Live deployment demo · voice channel

Nimbus Desk

A voice support agent for Nimbus Telecom, a fictional mobile operator. Call it about a confusing charge. It verifies who you are, pulls your bill, explains the line item, and applies a goodwill credit, all through function calls you can watch happen on the right.

OpenAI Realtime APIWebRTCNext.js + TypeScript7 tools, mock billing system3 min cap

Ready

Uses your microphone. Calls are capped at 3 minutes. You will talk to an AI agent about a fictional phone bill.

Prefer typing, or no mic handy? The same agent runs a text channel. One agent definition, two channels.

Try the golden path

Say a charge on your bill looks wrong. When asked, verify as Maya Fischer, account ending 2210. Ask about the roaming charge.

Try to break it

Ask for account data before verifying. Demand a 50 euro credit. Ask to cancel your contract. It should refuse, cap, or hand off cleanly.

What this proves

Prompt design, function calling against a billing system, identity gating, authority limits, and clean human handoff, in one live voice deployment.

How it's built

Browser

mic + WebRTC · live transcript · executes the agent's function calls · hard 3-min cutoff

OpenAI Realtime API

gpt-realtime-2 · cedar voice · semantic VAD · speech in, speech out, tool calls over a data channel

Next.js server

mints 60s client secrets · real key never ships · per-IP and global daily caps, fail closed

One agent definition, every channel

Instructions + 7 typed tools live in one shared TypeScript module. The voice channel, the eval harness, and a future text channel all consume the same definition, so behavior never forks.

Mock billing system + session log

Tools hit an in-memory billing service with an identity gate and a 20 EUR credit authority enforced in code, not prompt. Outcomes, latencies, and turns land on /ops.

First live test call, first production lesson: the caller said "Fischer", the speech model wrote "Fisher", and exact-match identity verification refused a legitimate customer. The fix lives in the integration layer, not the prompt: exact match on the account digits, fuzzy match on the spoken name, locked in with a regression test.

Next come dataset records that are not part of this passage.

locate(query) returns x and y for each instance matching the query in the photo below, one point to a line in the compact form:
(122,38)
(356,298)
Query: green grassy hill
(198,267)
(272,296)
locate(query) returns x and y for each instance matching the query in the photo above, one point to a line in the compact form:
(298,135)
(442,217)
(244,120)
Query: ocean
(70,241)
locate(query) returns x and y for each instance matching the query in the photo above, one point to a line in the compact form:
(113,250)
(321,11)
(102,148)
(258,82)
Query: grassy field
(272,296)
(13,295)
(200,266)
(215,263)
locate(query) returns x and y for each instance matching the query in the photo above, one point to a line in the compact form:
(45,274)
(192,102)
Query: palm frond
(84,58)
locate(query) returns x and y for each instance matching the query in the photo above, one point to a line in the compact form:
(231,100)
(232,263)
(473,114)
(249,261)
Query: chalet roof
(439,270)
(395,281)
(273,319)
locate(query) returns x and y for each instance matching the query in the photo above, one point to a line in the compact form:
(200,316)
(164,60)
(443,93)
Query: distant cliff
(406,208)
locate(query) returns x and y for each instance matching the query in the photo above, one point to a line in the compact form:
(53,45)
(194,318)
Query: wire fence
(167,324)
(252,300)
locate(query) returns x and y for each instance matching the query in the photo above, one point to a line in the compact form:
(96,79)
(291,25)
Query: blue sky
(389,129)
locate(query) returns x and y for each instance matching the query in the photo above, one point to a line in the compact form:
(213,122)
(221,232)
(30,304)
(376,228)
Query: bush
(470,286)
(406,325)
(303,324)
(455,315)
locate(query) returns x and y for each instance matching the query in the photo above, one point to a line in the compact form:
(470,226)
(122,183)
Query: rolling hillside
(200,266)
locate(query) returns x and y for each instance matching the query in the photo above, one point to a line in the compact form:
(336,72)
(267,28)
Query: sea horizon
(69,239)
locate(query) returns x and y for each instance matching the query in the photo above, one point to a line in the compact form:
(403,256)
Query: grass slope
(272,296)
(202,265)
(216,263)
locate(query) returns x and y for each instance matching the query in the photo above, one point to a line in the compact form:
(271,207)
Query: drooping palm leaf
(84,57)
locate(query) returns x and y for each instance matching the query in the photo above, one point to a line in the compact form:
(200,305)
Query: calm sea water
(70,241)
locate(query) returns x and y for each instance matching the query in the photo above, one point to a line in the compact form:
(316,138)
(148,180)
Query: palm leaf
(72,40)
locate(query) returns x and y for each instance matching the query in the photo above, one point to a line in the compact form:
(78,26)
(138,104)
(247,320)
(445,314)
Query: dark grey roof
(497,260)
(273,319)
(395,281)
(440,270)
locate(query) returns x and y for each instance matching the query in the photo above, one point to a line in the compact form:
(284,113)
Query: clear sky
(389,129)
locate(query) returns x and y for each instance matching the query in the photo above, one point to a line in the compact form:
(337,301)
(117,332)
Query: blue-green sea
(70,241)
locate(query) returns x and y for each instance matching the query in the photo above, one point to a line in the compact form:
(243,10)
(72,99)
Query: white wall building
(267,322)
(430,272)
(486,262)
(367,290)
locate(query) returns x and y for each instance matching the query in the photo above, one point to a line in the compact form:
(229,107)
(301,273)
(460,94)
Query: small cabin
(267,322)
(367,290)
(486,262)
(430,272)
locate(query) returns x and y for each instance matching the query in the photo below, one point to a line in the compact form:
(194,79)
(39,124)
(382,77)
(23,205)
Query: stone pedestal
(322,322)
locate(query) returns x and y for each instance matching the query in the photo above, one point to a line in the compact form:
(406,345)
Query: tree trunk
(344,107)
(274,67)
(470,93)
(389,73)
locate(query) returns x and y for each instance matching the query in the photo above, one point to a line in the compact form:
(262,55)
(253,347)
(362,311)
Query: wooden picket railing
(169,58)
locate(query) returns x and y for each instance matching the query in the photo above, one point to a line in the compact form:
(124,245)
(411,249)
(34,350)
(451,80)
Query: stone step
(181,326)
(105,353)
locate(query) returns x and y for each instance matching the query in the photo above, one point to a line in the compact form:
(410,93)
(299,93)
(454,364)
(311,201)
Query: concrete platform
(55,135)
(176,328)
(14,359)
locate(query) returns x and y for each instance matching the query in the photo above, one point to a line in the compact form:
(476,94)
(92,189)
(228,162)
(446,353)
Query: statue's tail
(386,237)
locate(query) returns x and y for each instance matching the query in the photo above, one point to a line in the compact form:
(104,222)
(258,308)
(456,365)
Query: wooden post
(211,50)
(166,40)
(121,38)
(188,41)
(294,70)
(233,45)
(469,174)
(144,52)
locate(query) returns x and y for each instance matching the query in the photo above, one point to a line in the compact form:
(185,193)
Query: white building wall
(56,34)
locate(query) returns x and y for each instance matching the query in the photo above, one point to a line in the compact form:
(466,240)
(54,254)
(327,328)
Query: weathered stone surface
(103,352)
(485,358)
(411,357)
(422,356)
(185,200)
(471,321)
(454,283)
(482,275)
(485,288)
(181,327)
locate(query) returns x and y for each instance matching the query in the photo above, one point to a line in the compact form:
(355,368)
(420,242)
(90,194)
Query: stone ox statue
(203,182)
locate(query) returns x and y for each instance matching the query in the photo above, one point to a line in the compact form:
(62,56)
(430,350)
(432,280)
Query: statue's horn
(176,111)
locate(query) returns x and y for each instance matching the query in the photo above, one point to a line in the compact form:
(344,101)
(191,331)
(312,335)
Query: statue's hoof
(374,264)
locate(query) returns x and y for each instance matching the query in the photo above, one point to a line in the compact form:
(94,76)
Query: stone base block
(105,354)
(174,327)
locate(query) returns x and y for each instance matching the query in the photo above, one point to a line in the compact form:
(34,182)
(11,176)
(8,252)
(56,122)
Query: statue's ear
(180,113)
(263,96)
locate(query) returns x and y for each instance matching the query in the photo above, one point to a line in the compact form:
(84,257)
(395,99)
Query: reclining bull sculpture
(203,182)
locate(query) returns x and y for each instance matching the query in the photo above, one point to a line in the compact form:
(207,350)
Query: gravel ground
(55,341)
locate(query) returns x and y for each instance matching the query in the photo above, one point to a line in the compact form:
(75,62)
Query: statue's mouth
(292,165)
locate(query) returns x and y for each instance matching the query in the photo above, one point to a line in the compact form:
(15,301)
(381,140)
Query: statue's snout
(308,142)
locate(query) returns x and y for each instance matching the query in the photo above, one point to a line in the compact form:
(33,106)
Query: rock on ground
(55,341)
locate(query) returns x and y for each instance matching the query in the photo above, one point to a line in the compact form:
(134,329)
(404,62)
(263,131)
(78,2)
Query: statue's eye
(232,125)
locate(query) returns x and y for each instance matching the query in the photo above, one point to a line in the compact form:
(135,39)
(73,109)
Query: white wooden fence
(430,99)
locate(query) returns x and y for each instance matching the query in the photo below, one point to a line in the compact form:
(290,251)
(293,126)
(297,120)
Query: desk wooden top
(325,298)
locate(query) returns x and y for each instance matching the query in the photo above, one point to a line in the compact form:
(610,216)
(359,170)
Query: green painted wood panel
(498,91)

Every failure becomes a test.

Why it's built this way

Every mechanism here is a decision with a reason and an accepted tradeoff. These are the ones that matter.

Telecom billing, not a generic assistant

A billing dispute has everything a real deployment has: identity, account data, a bounded remedy, and a human fallback. Each step is verifiable through a tool call, so the demo proves integration work rather than conversation. And it resolves inside 90 seconds, which is all the time a visitor gives you.

Speech-to-speech, not a cascaded pipeline

The classic stack chains speech-to-text, an LLM, and text-to-speech. Every hop adds latency, and interruptions need custom handling. OpenAI's Realtime API does speech in, speech out with barge-in built in, which is why the agent stops talking the moment you cut it off. The tradeoff is less per-stage control and a higher price per minute; the caps and the text-mode eval absorb both.

WebRTC with ephemeral secrets

The real API key never leaves the server. The browser gets a client secret that expires in 60 seconds and only gates starting a call. The browser also brings echo cancellation and jitter handling for free, which is most of what makes a voice call feel decent on bad wifi.

A model per task, not one model for everything

Voice runs on gpt-realtime-2 with the cedar voice, picked for a warm, professional register. Chat, the eval personas, and the judge run on gpt-4.1-mini: it passed all 26 behavioral assertions at a fraction of the cost, so paying for a bigger model there buys nothing. Right-sizing the model per task is the habit; every choice is one env var to revisit.

Policy lives in code, the prompt is UX

The 20 euro credit cap, the identity gate, and the rule that escalation ends account actions are all enforced in the billing service. The eval proved why: instructions alone held the escalation rule most of the time, and most of the time is not a policy. The prompt shapes tone and flow; code decides what is allowed.

Caps on everything, failing closed

Realtime audio is the most expensive API surface there is, and this demo is public. Calls hard-stop at 3 minutes with a visible countdown, each IP gets a daily allowance, and a global daily budget puts the demo to sleep before the bill grows teeth. Every limit fails closed with honest copy instead of a broken page.

Transcripts never leave the browser

The ops dashboard runs on outcomes, durations, and tool latencies, not on what callers said. That split keeps a public metrics page safe to share and mirrors how a real deployment separates media storage from operational telemetry.

One agent definition, three surfaces

Instructions and tools live in a single TypeScript module consumed by voice, chat, and the eval harness. When a live call exposed a flaw, the fix landed once and every channel inherited it, with a frozen regression case to keep it fixed. That failure-becomes-a-test loop is the working method this whole project demonstrates.